By offering certifications on both its technology and greater industry (sales and marketing), HubSpot gives customers and prospects something tangible to work toward, encouraging engagement and long-term learning. You can do the same thing.
3 Customer Education Program Examples
Building out your customer education plan and need some inspiration? Here are a few examples of customer education programs and how they apply some of the customer best practices mentioned above.
HubSpot: Aligning its Program With the Business
HubSpot is the leader of the customer education industry. It was first to the party and continues to set the bar, helping the company grow to more than 100,000 customers and $1 billion in annual recurring revenue (ARR).
A key driver of this growth is HubSpot’s proven ability to align its academy with the company’s goals (i.e., everything in The HubSpot Academy connects to the inbound methodology and content flywheel, which is what HubSpot's known for).
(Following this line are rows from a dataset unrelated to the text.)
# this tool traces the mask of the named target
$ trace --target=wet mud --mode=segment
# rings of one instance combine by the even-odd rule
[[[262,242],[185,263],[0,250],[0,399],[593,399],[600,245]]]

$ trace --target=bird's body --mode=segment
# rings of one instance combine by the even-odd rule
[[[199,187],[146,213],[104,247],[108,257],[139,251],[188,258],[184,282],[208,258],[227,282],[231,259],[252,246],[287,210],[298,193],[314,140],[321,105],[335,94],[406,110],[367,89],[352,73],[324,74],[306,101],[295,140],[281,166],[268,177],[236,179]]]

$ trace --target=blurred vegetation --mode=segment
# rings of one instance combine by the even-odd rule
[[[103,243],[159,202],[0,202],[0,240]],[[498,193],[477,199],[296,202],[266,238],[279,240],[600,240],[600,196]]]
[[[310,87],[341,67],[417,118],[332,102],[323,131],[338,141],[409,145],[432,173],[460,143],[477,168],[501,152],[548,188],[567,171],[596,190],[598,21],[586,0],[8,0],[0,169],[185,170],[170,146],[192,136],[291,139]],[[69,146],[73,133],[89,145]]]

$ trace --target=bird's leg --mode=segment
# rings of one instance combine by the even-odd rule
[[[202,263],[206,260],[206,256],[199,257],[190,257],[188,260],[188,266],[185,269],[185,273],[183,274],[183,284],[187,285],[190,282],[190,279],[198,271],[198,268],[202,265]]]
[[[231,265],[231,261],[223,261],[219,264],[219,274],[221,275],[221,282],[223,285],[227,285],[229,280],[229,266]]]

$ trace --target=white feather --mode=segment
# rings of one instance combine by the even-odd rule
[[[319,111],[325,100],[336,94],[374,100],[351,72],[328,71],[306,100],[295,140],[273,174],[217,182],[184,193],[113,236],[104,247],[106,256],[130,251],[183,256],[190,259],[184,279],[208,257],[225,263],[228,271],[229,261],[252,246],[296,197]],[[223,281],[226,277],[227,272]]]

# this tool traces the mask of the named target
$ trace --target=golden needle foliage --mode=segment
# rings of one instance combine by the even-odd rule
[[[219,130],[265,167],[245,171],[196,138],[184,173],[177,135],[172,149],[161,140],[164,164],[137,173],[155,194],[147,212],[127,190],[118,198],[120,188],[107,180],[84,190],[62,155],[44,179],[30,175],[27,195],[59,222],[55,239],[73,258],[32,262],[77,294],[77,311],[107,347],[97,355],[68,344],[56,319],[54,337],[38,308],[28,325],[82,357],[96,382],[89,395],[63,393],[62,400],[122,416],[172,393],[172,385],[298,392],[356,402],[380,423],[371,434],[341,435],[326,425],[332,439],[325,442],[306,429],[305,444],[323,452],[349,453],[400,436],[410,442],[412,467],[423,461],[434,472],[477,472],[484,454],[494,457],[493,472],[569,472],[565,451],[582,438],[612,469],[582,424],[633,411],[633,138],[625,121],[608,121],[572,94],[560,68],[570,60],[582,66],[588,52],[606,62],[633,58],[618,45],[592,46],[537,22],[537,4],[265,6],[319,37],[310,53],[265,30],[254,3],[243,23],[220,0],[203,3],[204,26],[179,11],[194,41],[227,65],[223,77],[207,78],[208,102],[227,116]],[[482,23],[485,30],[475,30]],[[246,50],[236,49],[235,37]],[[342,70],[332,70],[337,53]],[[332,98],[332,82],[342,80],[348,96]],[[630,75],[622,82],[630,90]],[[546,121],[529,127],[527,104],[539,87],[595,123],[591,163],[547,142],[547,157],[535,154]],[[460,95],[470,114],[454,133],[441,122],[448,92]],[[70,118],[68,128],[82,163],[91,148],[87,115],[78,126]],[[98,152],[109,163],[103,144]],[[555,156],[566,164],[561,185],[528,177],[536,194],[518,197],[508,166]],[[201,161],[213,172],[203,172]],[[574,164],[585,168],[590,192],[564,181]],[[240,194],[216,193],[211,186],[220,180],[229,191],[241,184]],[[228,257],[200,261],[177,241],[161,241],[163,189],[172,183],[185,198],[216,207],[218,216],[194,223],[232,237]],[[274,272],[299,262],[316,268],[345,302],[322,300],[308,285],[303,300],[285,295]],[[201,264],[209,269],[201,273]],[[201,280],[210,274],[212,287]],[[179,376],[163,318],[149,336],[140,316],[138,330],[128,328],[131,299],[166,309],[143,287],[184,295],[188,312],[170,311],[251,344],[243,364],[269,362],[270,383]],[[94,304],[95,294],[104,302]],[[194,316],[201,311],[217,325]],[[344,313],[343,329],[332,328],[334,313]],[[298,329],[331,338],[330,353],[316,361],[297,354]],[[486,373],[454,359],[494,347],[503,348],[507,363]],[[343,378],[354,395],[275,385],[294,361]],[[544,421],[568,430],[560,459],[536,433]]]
Shopify: Aligning its Academy With Brand Standards
The customer experience (CX) continues to emerge as a key differentiator for companies. Historically, the way most companies approached this was to improve the user interface (UI) of their product or hire more support reps. Those are still great options, but there’s another way: Align every owned channel with your brand’s design so that when your customers jump from touchpoint to touchpoint — for example, from your website to your academy — they get the same experience.
Shopify does a great job of this. No matter how a customer lands on its academy, they’ll immediately know they’re still in Shopify's world.
Amazon Web Service (AWS): Creating Brand Champions With Certifications
Scroll through your LinkedIn feed and don’t stop until you see one of your connections posting about how they just got one of AWS’ certifications. By giving people, including customers and prospects, something to work toward and a way to enrich their professional lives, AWS encourages continued engagement with its academy — and because AWS is constantly changing and its certifications evolve, it has a repeatable way to keep people coming back.